I am building roughly four of them.

What got cut:

  • vps_health_alert — a thresholds engine. That’s not a tool, that’s a monitoring system. I already run Uptime Kuma. The right move is “agent reads Uptime Kuma’s API,” not “agent owns a thresholds DSL.”
  • vps_metrics_timeline — a 30-day time-series database. That’s Prometheus. Don’t roll your own.
  • vps_database_query — the agent itself flagged “careful with this.” Translation: don’t build it. An LLM composing arbitrary SQL against your databases is a data-loss waiting room.
  • vps_firewall_rules with add/remove — read-only is fine; giving an LLM ufw add is one prompt injection away from locking yourself out.
  • vps_system_config set — same category. sysctl writes from an LLM = no.
  • vps_database_backup — already exists in my B2 backup pipeline. The agent needs read access to backup status, not the trigger.

What I am building (eventually):

  1. vps_container_actionrestart, rebuild, logs --grep --since. The biggest concrete pain point: I literally can’t restart healthcoach-anylist from the agent today. Easy to ship safely with a name allowlist.
  2. vps_log_search — generalize the Caddy parser to docker logs across containers. The data-flow shape is the same.
  3. vps_image_check — read-only registry queries to see which images have updates. Pure information.
  4. vps_storage_analysis — extends vps_disk_usage with smarter recommendations (top growers, cleanup targets).

The discipline is small, side-effect-free where possible, narrowly scoped, well-tested at the input boundary. Every “wouldn’t it be cool if the agent could…” idea needs to clear that bar before it gets a tool.

The instinct to give the agent everything is the same instinct that gives a microservice 47 endpoints. Resist it.

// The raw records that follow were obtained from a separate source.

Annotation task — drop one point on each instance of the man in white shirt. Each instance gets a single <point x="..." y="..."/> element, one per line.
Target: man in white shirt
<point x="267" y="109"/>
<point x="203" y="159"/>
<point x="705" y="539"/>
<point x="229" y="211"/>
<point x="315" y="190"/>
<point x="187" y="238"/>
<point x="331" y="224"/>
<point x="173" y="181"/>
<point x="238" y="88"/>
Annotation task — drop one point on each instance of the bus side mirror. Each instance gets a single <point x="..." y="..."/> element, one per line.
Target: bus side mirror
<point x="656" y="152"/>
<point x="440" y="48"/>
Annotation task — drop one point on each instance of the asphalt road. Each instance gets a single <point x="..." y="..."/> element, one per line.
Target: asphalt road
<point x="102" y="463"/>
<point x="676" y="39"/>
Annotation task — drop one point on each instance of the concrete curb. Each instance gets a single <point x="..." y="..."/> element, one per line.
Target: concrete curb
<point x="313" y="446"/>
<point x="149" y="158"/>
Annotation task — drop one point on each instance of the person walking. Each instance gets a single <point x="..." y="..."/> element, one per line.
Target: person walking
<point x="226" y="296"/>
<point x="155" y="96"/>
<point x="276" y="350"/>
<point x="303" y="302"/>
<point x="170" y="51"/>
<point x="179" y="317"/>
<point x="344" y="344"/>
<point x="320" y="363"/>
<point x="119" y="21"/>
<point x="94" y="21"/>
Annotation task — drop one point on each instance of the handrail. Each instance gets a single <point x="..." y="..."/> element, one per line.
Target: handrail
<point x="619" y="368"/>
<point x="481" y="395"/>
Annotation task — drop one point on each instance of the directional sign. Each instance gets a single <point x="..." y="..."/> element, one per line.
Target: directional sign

What This Setup Is and Isn’t

What it is: a working DevOps copilot, gated behind a passkey, that surfaces real signal on a real server, with a deliberately small and auditable tool surface.

What it isn’t: production-grade. The kagent UI ships with a bundled Postgres for dev/eval only — restart the pod and conversation history is gone. The image isn’t in a registry. There’s no rate-limiting on the MCP endpoint beyond k3s’s defaults. The SSH key gives the agent’s tools shell access I haven’t yet trimmed via ForceCommand.

But for two days of work — including the Cloudflare Access plumbing from yesterday and the Go server I started ten days ago — I’d take the trade-off again. The point of the demo was to learn kagent’s shape and the discipline of designing a tool surface that an LLM can use without lighting your own data on fire.

The four tools, two CRDs, and one carefully-scoped SSH key got me there.